To make matter’s worse, Mozilla could well be doing away with visible version numbers altogether in the not too distant future! Explaining the reasoning, Mozilla’s Asa Dotzler wrote in a discussion forum:

We concluded that most people don’t need to know what version number they’re using and what they actually want to know is whether or not they’re running the latest version. For the few people who care whether it’s version 7 or version 2011-08-16 or version 1.8.0.0.1.77, they can get this information from about:troubleshooting which is available in the Firefox Help menu.”

Dotzler added:

“We have a goal to make version numbers irrelevant to our consumer audience.”

So what can we learn from all this?

A software version number these days carries very little merit!

A higher version number of one product no longer means any more development has gone into it than a similar product with a lower version number!

Whilst these version numbers may well be irrelevant to a “consumer audience” as Mozilla state, they do still provide essential information to developers who create web-based apps such as ourselves!

If ever a user experiences difficulty with our software, one of the first things we ask them is which browser and version they are using! Making it more difficult for a non-technical user to locate this information isn’t going to be helpful!

Where will it end!?

Well, unless rival web browser developers stop competing for “version number supremacy”, who knows! …maybe it won’t be long until we see Firefox v53 and Google Chrome v182!!

Right now, Microsoft and Apple seem to be the only ones still maintaining some degree of sanity in the versioning of their respective browsers, Internet Explorer and Safari.

You can see which browser versions our web based scheduling software supports here

We have no plans on changing the way we “version” each new release of our browser based room scheduling software – you’re not suddenly going to see “MIDAS v12”!!

We keep our versioning really simple and straight forward. For example, our last releases of MIDAS were 3.10, 3.11, 3.12, 3.13, and our next will almost certainly be 3.14! (Unless we decide to code name it “Pi”! hehe!)

In developing a web based app like MIDAS, we had to make some decisions as to which web browsers we were going to support. When we first started work on MIDAS back in 2005, there were at the time only really two main players in the browser market. These were Internet Explorer and Mozilla Firefox, and we supported them both.

Today, there are now 5 key players in that same market; Internet Explorer, Mozilla Firefox, Google Chrome, Opera, and Apple Safari… all of which compete for a market share. There was a time when Internet Explorer dominated the market, with nearly a 90% share at its peak.
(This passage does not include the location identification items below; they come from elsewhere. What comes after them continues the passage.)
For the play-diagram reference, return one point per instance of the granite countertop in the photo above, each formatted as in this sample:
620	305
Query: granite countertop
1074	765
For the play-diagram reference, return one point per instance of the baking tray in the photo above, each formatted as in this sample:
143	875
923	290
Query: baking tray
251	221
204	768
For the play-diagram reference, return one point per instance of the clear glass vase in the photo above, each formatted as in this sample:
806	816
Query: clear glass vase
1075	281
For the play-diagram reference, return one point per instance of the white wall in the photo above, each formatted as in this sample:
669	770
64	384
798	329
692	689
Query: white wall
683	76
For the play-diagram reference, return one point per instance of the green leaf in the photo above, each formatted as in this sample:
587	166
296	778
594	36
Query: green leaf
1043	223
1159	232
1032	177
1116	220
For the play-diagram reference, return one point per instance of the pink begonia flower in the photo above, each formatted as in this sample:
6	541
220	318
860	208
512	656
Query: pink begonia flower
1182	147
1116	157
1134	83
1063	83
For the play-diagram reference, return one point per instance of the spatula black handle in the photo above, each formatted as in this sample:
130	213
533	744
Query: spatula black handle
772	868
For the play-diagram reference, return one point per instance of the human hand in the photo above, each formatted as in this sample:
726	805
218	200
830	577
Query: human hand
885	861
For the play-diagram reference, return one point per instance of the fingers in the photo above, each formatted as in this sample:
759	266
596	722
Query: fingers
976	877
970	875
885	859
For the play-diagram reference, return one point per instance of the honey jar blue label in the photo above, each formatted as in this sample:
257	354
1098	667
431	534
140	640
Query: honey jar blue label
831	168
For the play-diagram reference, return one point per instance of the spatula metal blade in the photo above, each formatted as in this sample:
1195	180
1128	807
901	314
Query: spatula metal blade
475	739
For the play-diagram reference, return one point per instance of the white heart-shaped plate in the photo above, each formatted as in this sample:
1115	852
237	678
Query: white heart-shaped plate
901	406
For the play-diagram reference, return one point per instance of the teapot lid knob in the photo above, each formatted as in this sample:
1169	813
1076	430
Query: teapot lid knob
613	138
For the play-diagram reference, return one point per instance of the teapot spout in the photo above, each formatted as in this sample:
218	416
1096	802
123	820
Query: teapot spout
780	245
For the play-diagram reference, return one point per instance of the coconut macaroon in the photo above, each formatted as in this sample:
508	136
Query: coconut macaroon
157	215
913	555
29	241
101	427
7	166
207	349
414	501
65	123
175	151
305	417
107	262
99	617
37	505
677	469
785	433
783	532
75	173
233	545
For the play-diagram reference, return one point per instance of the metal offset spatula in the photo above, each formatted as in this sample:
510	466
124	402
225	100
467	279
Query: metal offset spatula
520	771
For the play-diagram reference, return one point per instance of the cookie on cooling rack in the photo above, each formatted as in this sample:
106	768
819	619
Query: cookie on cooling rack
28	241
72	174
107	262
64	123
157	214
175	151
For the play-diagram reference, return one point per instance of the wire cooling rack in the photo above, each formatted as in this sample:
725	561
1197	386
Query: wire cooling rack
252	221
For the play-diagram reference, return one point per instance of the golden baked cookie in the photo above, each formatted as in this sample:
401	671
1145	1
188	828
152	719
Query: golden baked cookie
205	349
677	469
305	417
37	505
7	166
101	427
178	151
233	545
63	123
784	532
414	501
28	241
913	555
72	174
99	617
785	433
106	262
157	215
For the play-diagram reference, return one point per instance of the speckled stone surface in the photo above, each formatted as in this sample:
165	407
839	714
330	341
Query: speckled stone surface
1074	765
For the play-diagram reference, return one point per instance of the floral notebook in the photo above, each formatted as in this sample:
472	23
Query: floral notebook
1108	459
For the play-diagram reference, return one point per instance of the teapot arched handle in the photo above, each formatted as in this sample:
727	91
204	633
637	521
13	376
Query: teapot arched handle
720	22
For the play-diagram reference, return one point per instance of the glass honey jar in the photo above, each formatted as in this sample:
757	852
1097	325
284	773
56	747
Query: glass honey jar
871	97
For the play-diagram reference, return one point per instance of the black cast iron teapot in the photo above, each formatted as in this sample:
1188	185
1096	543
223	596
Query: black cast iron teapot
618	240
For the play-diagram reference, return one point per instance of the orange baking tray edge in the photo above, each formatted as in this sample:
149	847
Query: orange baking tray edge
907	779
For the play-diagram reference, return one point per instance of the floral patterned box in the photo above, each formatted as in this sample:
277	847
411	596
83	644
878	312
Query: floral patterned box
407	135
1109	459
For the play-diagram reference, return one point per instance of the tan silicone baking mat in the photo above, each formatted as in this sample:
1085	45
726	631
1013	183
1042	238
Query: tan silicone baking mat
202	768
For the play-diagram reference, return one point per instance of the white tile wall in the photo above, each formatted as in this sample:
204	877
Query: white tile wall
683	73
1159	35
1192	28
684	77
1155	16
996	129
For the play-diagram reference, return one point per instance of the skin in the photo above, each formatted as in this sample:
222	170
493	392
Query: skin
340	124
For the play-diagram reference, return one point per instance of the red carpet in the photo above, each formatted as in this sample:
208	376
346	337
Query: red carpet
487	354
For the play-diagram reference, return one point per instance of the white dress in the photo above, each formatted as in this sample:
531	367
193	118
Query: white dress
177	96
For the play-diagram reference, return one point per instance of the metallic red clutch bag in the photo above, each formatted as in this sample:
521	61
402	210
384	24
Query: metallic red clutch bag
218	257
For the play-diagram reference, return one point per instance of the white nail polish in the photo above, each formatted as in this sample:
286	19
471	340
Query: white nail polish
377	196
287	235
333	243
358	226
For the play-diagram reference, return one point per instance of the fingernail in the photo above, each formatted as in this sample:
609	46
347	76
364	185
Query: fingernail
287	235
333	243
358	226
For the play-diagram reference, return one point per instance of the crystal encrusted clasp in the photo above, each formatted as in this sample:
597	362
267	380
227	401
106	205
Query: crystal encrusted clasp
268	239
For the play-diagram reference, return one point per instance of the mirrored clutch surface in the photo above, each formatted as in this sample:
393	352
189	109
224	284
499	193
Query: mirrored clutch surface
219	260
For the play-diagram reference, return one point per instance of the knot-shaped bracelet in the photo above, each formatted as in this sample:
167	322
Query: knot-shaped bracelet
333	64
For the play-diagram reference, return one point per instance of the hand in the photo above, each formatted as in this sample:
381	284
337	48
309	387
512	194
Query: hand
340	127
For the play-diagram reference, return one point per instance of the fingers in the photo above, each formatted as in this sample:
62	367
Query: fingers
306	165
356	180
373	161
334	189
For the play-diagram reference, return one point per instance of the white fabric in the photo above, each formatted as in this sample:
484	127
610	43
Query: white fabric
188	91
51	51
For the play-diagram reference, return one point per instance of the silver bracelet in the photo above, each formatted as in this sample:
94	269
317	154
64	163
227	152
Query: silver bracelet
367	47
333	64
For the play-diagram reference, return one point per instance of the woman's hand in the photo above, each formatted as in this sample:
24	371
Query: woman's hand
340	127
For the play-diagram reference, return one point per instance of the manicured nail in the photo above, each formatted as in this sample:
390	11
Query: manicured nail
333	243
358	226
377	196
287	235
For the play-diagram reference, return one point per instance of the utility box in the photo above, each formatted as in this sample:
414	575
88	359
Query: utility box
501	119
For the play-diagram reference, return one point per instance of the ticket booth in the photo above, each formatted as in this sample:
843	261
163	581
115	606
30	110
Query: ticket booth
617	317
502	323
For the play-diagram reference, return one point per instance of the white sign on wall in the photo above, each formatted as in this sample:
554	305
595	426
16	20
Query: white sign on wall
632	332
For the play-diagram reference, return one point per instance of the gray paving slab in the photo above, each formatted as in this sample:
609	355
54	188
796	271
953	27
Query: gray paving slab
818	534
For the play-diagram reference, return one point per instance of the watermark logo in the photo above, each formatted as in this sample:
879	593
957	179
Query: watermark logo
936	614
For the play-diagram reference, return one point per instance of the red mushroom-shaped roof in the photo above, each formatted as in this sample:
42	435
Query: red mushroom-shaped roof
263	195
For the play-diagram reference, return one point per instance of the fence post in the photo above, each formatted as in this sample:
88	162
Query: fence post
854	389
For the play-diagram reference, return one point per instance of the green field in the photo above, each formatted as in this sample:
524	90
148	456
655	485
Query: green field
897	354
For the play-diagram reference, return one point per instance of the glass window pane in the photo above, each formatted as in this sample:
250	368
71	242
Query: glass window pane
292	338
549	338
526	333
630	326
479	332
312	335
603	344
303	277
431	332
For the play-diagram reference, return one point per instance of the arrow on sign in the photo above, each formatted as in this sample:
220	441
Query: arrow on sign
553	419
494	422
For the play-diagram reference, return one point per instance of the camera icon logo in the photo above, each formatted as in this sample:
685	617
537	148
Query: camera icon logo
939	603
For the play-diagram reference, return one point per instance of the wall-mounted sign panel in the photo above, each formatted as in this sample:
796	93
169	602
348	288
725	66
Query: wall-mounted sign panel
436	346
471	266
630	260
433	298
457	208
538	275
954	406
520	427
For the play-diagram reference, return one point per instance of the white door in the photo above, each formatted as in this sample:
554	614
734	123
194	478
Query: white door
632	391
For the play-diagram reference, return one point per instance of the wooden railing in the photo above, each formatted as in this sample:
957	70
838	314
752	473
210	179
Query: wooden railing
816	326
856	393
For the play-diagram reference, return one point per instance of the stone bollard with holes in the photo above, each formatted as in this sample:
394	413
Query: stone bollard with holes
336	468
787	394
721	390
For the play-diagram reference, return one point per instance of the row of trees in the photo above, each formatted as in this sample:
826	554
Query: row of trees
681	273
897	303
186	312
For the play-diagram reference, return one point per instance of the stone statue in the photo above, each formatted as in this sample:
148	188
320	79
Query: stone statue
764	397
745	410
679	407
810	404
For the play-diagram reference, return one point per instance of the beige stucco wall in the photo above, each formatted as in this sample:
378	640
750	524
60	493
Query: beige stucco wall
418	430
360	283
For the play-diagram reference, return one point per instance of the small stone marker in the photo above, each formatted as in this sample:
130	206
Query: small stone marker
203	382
Internet Explorer’s dominance however has been steadily declining in recent years, as evidenced from our own website visitors so far in 2011:

Current Browser Share
Current Browser Share
Current IE usage
Current IE usage

From our own statistics, we see that 6.96% of Internet Explorer users are still using IE6. This is surprising slightly more than are using the latest version, IE9 (only 6.92%)). Most Internet Explorer users currently use IE8 (67%) or IE7 (19%)

Current versions of our web based room booking system, MIDAS, will run in recent versions of all 5 main browsers. We did however finally drop support for Internet Explorer 6 last year.

Yet we know that many organizations around the world are still forcing employees to use Internet Explorer 6 on their corporate networks. Why is this? Why do companies insist on sticking with a browser that’s now a decade old, given how fast the Internet has evolved during that time!? We decided to try and find out why…

From IE6 to the present day..

Internet Explorer 6 logo Internet Explorer 6 was first released back in August 2001 just a year after the release of IE5.5. Since IE6’s release, Microsoft have subsequently released 3 major versions of their Internet Explorer software. IE7 was released in October 2006, IE8 in June 2009, and this year saw the release of Internet Explorer 9, with IE10 already well in development. But there was a long gap between the release of IE6 and IE7 (5 years in fact!). This allowed for widespread adoption of IE6 by IT departments the world over during this period.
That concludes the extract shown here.